Accurate RX timestaping is minimal requirement for several important
financial services industry requirement for several applications like
packet capture.

Support of periodic time synchronization with system time and adjusting
clock deviation was also added.

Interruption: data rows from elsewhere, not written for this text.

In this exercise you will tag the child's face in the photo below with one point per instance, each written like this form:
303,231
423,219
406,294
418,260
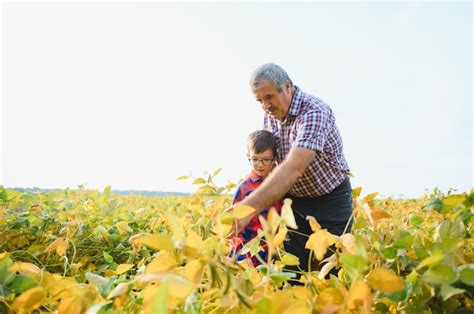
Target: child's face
262,163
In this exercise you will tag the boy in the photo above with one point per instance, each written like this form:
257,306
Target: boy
262,152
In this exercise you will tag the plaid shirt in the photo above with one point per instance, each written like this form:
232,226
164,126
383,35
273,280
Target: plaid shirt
248,233
311,124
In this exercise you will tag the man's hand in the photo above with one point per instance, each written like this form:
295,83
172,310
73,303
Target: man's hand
242,223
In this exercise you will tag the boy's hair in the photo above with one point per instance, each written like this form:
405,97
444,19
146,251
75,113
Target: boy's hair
261,140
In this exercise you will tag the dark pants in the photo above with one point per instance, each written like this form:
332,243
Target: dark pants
332,211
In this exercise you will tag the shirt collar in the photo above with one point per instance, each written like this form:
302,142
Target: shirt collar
254,177
296,103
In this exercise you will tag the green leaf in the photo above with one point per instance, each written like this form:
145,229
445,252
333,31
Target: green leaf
448,291
440,274
416,221
398,296
217,172
449,230
454,200
160,304
107,257
467,275
355,264
206,189
405,240
390,252
469,199
21,283
280,277
432,260
6,276
199,181
264,306
107,190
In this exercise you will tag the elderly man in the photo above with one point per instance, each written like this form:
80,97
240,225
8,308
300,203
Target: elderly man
313,171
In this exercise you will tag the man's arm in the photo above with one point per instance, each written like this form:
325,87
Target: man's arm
281,179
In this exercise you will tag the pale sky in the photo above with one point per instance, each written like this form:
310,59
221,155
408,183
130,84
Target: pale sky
135,95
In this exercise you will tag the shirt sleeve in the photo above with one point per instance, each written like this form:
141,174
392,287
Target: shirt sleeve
312,130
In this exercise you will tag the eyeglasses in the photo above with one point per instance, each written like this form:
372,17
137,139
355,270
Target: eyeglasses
265,161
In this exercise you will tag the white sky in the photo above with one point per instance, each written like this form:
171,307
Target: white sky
135,95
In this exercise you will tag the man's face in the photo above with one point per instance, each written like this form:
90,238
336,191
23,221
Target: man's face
275,103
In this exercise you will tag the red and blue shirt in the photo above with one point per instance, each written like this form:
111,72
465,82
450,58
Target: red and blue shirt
248,233
311,124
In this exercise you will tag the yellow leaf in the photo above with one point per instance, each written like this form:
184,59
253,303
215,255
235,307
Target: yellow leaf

We assume the system is synchronized by
PTP itself, so there is no links to PTP client implementation in DPDK.
Time synchronization is run by control thread by rte_alarm for each 5
seconds.  New synchronization object is copied to each configured RXQ
for TS calculation.

RX timestamp is calculated in nanoseconds and stored in rte_mbuf.
RX timestamp doesn't require additional API as simply can be
read from timestamp field of rte_mbuf.

TX timestamps were not added due to several reasons - there is no API yet,
issue with burst mode as TS will be provided only for the latest packet in
the burst and rte_mbuf will be discarded immediately after completion.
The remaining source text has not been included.